Monorepo or multi-repo
Multi-repo
Multi-repo will adapt easily to multi-team approach, limiting the potential conflicts when merging branches by having less code per repository.
Monorepo
Monorepo will give you a consistent versioning of the code, and a global overview of dependencies between the different components.
PDM and Pipenv
PDM is a Python Package and Dependency manager. It competes with Poetry, Pipenv or Conda (or many others).
I've started Python development with PIP + Virtualenv, then moved last year to Pipenv, but I was disappointed by Pipenv, mostly because of the speed of dependency resolution, and instability of the dependency resolution. I was using it with private repositories with private dependencies. 1
I was also using it to deploy services using Ansible, and the deployment time was sometimes exceptionally long.
I don't the same problem with PDM anymore, it feels faster and more consistent. That was basically why I chose it at the beginning.
Setting up a monorepo
1. Move everything
Yes, you have to merge your different repositories into one. You probably can keep the history, but I chose not to.
I just copied the source into a new folder in the monorepo.
2. Folder structure
Before switching, I had 7 repos: - 4 Django apps - 3 Python libraries
Each app had its docker folder, its config folder, its template folder, its source folder, its .env file.

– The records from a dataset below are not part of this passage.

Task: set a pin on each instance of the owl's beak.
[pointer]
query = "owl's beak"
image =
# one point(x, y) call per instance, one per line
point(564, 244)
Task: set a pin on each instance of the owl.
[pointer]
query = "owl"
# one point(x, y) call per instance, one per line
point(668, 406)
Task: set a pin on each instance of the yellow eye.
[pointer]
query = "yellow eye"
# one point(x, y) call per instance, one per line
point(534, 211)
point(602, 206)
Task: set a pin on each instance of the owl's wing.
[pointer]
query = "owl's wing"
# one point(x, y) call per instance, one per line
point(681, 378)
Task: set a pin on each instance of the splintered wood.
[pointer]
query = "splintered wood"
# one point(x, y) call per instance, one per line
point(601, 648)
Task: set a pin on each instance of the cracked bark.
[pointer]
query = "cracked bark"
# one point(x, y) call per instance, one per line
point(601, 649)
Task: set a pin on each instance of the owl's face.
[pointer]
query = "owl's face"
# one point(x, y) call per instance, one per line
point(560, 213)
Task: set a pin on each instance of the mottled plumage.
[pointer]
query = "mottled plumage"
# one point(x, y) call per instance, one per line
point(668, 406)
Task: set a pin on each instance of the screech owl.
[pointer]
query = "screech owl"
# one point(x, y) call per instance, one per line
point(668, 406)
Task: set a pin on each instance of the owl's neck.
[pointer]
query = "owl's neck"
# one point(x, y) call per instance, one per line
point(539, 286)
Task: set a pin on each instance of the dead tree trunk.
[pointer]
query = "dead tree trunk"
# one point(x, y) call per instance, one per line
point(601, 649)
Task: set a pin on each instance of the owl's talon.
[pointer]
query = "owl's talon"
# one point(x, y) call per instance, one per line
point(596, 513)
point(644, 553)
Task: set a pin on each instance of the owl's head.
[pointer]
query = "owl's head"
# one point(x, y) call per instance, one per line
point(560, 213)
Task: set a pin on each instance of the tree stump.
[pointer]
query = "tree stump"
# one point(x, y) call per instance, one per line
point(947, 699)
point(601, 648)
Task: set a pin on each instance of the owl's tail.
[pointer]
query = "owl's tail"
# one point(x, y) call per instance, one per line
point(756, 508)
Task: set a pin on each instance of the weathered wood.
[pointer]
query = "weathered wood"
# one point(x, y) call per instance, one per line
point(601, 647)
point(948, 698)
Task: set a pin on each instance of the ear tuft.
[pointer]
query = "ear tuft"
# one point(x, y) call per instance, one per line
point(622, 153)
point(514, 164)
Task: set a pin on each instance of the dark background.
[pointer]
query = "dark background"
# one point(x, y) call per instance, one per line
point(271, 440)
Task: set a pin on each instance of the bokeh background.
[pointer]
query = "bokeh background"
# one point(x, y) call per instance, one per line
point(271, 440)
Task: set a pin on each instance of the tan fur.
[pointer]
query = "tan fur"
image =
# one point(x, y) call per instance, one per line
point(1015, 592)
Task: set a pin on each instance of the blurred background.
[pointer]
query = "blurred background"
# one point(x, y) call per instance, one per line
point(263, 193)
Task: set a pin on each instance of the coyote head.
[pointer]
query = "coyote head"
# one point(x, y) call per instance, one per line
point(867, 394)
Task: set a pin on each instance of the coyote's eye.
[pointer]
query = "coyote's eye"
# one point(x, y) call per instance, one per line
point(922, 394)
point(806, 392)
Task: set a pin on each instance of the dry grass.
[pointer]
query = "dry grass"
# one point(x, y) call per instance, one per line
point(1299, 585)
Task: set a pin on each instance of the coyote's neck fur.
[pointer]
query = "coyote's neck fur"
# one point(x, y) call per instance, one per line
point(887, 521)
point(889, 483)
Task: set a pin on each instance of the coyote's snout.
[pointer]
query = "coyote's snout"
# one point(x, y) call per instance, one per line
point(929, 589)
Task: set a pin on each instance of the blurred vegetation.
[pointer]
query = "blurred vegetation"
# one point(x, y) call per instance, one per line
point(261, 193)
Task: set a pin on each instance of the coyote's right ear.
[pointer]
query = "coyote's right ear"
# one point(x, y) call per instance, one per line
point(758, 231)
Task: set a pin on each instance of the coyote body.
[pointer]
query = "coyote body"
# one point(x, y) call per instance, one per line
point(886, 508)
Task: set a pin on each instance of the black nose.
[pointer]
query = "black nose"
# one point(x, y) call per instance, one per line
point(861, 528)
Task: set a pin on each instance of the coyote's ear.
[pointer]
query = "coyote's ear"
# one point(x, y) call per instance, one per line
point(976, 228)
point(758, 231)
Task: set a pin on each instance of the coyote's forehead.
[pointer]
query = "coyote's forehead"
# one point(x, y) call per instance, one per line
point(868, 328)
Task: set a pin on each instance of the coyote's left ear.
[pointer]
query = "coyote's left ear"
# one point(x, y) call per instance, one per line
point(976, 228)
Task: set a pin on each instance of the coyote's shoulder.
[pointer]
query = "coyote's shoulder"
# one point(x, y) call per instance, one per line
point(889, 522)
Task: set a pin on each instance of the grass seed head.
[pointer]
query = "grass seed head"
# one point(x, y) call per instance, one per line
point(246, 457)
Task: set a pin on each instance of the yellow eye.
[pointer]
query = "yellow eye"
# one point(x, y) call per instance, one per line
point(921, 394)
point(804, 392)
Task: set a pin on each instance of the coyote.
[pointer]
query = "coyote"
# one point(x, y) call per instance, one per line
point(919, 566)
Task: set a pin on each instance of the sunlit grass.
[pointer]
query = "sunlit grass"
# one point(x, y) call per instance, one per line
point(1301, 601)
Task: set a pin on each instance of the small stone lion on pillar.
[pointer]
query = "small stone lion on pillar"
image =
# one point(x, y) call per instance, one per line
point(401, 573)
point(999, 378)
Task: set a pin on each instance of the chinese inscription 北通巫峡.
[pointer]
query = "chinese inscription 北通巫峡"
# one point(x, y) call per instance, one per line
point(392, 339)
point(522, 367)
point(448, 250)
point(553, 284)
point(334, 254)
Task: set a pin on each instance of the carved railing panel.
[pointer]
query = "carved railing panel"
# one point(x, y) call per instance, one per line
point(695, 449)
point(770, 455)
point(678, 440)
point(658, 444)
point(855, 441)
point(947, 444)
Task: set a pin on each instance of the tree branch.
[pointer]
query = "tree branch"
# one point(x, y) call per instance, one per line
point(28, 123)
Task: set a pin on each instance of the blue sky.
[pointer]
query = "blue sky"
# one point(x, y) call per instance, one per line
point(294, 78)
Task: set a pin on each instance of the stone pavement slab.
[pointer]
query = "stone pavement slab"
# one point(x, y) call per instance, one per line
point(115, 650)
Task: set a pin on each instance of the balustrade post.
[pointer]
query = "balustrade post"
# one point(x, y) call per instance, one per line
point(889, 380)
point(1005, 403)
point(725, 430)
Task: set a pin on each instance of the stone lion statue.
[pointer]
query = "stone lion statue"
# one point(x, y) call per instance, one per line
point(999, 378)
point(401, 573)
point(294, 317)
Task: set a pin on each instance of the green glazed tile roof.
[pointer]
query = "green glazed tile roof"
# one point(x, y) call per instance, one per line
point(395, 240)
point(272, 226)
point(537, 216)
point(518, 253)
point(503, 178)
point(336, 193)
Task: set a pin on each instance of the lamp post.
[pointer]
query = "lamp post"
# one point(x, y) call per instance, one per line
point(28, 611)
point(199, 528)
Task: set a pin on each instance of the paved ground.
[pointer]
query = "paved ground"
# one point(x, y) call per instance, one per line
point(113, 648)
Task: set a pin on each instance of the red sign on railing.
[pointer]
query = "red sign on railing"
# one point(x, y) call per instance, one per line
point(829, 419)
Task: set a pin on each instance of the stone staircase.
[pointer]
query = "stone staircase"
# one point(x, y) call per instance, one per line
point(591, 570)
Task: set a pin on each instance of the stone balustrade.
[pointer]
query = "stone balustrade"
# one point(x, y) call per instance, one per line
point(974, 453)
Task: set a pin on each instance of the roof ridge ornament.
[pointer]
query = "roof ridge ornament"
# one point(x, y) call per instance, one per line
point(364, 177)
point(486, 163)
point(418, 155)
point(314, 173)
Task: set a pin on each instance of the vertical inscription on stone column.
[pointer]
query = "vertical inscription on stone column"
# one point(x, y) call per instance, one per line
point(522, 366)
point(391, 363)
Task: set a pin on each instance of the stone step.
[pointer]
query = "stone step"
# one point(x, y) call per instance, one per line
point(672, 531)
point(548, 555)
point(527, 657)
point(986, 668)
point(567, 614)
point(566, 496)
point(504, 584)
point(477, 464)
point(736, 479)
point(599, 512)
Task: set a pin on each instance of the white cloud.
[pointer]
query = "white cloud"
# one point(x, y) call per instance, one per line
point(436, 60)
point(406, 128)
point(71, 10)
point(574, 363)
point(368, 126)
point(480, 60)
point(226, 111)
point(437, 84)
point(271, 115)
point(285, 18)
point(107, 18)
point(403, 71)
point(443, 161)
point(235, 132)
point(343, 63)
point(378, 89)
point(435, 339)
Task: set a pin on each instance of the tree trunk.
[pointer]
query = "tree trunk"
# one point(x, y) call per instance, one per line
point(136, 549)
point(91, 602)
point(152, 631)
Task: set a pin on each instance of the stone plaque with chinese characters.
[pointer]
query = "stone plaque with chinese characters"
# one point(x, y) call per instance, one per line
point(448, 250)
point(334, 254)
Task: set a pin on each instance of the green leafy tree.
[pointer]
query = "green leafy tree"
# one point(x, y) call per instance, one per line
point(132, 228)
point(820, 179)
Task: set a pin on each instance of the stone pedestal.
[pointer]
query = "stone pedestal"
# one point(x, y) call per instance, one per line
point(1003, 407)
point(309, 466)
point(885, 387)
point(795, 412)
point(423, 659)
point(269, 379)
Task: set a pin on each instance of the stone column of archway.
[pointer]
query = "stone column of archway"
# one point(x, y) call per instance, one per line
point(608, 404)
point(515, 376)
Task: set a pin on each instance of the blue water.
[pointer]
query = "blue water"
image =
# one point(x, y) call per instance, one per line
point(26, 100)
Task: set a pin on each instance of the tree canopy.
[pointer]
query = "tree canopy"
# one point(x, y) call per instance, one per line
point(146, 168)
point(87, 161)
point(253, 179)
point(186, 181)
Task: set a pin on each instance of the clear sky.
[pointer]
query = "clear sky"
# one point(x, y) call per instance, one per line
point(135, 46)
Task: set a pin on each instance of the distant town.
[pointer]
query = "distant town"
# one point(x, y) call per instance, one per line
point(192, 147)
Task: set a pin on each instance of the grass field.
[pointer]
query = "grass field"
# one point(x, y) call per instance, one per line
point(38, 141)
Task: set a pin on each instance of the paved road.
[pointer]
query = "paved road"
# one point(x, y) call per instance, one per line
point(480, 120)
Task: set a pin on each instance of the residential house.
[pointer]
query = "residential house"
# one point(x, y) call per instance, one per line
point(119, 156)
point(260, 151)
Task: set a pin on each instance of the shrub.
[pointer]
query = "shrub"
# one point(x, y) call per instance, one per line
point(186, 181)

After switching, the folder structure looks like that:
- repo
- apps
+ app1
* config
* src
* pyproject.toml
- manage.py <- django app
* app2
- config
- src
* pyproject.toml
- libs
+ lib1
* src
- docker
+ app1
* DockerFile
+ app2
* ...
+ docker-compose.yml
- pyproject.toml <- That's where the monorepo config goes
- manage.py <- That's a Django project
3. Project configuration
Although I use a monorepo, I want to be able to deploy each service independently with installing all the code every time.
To manage that we use project optional dependencies,
# Code quality and linting
[tool.pdm]
plugins = [
"pdm-dotenv", # manage env files
"sync-pre-commit-lock", # check code structure before commit
"pdm-django", # manage Django commands
"pdm-version" # Manage PDM version
]
# Define files included in the packages
[tool.pdm.build]
includes = [
"libs/lib1",
"libs/lib2",
"apps/app1"
"apps/app2",
"apps/**/*.py",
"apps/**/*.html",
"apps/**/*.js",
"apps/**/*.css",
]
excludes = [
"venv",
"docker"
]
[pdm.tools.dependencies]
dev = [
# dev external dependencies
...
# dev local dependencies
# Let's include everything for dev
"-e app1 @ file:///${PROJECT_ROOT}/apps/app1",
"-e app2 @ file:///${PROJECT_ROOT}/apps/app2",
"-e lib1 @ file:///${PROJECT_ROOT}/libs/lib1",
"-e lib2 @ file:///${PROJECT_ROOT}/libs/lib2",
]
[project]
name = "My monorepo"
version = "My version"
description = "My monorepo project"
[build-system]
requires = ["pdm-backend"]
build-backend = "pdm.backend"
[project.optional-dependencies]
app1_pkg = [
"lib1 @ file:///${PROJECT_ROOT}/libs/lib1",
"app1 @ file:///${PROJECT_ROOT}/apps/app1",
]
app2_pkg = [
"lib1 @ file:///${PROJECT_ROOT}/libs/lib1",
"lib2 @ file:///${PROJECT_ROOT}/libs/lib2",
"app2 @ file:///${PROJECT_ROOT}/apps/app2",
]
# Scripts to run or build partial projects
[tool.pdm.scripts]
_.env_file = ".env" # Load environment variables from file
docker_build = "docker-compose build docker/docker-compose.yml"
# App1
serve_app1 = "python apps/app1/manage.py runserver --settings=config.settings 127.0.0.1:8000"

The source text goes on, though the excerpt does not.